Most wignecks don't enjoy shaving or wearing shirts, but love to have pictures taken of themselves holding their neice and a bud light (the wigneck beer of choice). They normally have very close family ties and will constantly share stories about their uncle or cousin (who is really crazy and the funniest guy you'll ever meet).
Many wignecks enjoy playing pool while wearing some form of clothing adorned with the confederate flag while discussing Nelly or Ja Rule.
*Note that most wignecks only listen to top 40 rappers and as a rule know nothing about hip-hop. (although they most likely have a ball point prison tattoo of the Wu-Tang emblem; provided, of course, by their talented cousin who likes drawing trucks with big tires.)
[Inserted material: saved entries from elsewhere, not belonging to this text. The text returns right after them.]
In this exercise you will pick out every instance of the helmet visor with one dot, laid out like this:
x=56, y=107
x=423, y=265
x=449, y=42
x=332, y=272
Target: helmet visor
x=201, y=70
But hip-hop isn't the only musical genre the wigneck enjoys. They are also huge fans of generic nu-metal: Korn, Disturbed, Godsmack, Limp Bizkit, Cold, etc. etc. as well as white boy pseudo rap groups like Insane Clown Posse and Twisted. This music speaks to the inherent violent nature of the wigneck, their general feelings of inadequecy and the simplistic grade school lyrics are level with their limited intellectual prowess.
Multiple children out of wedlock are common in their world. The children are supported by welfare or by menial low-paying jobs in the automotive, construction or landscaping fields. In addiction to a rap sheet that includes petty larceny, DUI and various types of assault, alcoholism and meth addictions are common as well.